I was also very pleased to discover that we won the Computer Shopper award for best productivity suite with Works Suite 2006.  Here is Rob Gray (SharePoint PM) proudly posing next to my desk with the award.

The review of the product lists it as beating the rest to the best buy against all the main competitors in this bracket: Corel, Ability and OpenOffice.

compare works

For me this gets to the point I keep arguing with press about the inconsistency in comparing OpenOffice/Ability with Microsoft Office.  It makes no sense to me to compare two products in different price brackets and aimed at different markets.  Yes, possibly if you compare Ability with Office you may conclude that Office beats it hands down but Ability is cheaper but it might be all some people need.  Boring.  Rather, if you want to do a comparison, compare Ability or OpenOffice with the product Microsoft have in that price bracket and segment - Microsoft Works Suite 2006!  Even at £89, it is better value for money than OpenOffice.

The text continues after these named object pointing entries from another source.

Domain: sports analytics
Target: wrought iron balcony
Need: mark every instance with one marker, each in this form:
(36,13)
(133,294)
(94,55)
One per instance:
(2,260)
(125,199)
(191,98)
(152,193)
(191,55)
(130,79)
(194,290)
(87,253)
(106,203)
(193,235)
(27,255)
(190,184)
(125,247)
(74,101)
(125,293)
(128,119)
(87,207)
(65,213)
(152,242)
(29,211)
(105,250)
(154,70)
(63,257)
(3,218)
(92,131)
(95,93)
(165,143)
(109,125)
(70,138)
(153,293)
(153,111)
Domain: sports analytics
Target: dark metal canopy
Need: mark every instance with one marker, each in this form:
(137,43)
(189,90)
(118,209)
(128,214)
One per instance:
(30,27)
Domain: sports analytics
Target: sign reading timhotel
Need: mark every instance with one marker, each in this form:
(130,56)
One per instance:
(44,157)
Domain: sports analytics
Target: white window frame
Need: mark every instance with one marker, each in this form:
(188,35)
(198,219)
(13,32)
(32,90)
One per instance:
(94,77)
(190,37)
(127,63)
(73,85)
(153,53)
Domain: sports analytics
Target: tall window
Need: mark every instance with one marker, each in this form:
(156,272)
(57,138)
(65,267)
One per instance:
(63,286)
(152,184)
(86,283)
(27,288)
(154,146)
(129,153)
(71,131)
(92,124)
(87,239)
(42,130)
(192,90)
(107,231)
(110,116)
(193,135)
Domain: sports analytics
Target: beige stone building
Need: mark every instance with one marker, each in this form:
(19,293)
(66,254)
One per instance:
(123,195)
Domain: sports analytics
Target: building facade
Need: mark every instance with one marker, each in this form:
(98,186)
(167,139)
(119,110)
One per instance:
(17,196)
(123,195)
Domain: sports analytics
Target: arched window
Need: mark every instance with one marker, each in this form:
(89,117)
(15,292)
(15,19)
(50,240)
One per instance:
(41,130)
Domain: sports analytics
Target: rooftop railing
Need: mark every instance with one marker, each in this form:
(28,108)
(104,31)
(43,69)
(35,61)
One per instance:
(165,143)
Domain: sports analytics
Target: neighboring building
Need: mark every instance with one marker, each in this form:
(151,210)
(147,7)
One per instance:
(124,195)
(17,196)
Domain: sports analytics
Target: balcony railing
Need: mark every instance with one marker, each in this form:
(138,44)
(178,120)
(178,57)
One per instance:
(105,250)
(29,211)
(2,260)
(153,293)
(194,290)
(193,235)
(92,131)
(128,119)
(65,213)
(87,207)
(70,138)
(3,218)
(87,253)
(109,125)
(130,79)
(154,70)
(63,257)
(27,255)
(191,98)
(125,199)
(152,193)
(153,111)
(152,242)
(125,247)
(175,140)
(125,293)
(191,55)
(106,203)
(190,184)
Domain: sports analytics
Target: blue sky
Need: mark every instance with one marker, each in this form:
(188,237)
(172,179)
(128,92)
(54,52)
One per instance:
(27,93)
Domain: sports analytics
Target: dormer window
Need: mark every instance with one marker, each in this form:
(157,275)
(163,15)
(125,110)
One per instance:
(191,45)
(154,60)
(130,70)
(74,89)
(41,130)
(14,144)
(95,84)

So what is the future for Works?  Recent announcements by Google have given rise to much speculation as to how Microsoft will respond.  Our strategy has not changed in that we want to combine a rich client application with a rich online services strategy.  OfficeLive, provides the services strategy and we continue to integrate Microsoft Office with it in a very tight way in 2007.  That said, we are not stupid and of course we are considering all kinds of options.  One thing is certain, we are extremely tenacious in the productivity software space and we do not intend to lose marketshare.